Hello. I’ve been using PlayCanvas for many years now, and one thing that always bothers me is how PlayCanvas handles texture color spaces. In a “standard” PBR shader, color textures (Diffuse, Emissive, Specular) are interpreted as being in sRGB color space (i.e. Gamma corrected), while data textures (Metalness, Glossiness, AO, etc.) are interpreted as being in Linear space (i.e. not gamma corrected). I’m not sure PlayCanvas handles data textures correctly? To me it looks like they always end up too bright, as if they too are being de-gamma’d by the shader.
I just made some examples comparing many renderers. First, let’s look at the source material in Substance Painter:
Compared to how it looks when imported into Playcanvas:
The glossiness is way off. If I manually apply an inverse gamma correction to the Glossiness texture in Photoshop (Image > Adjustments > Exposure > Gamma Correction > 0,4545), the material looks much closer to the source:
Here are some other renderers using the source textures from painter as-is:
I also exported a glTF file from Painter and compared how it looks in BabylonJS’ viewer and PlayCanvas’ viewer:
As you can see, even the PlayCanvas glTF viewer is closer to the source than PlayCanvas’ own editor/engine.
Why does this matter?

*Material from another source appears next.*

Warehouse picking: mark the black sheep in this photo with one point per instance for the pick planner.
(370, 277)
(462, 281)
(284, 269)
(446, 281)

Well, when working with texture creation programs such as Substance Painter, you want to be able to see the final result, and not get an entirely different result when importing to the render/game engine. You also want to be able to reuse textures between different engines. And as we can see from the examples, the odd one out here is PlayCanvas. Right now we have to author textures specifically for PlayCanvas, which is a pain.
I’m not a shader programmer, but I glanced over the source code of the shader chunks. I can see that diffuse textures are being de-gamma’d using gammaCorrectInput
and that Glossiness textures aren’t. From what I understand, this is the correct way to handle color spaces. So how can it look so wrong?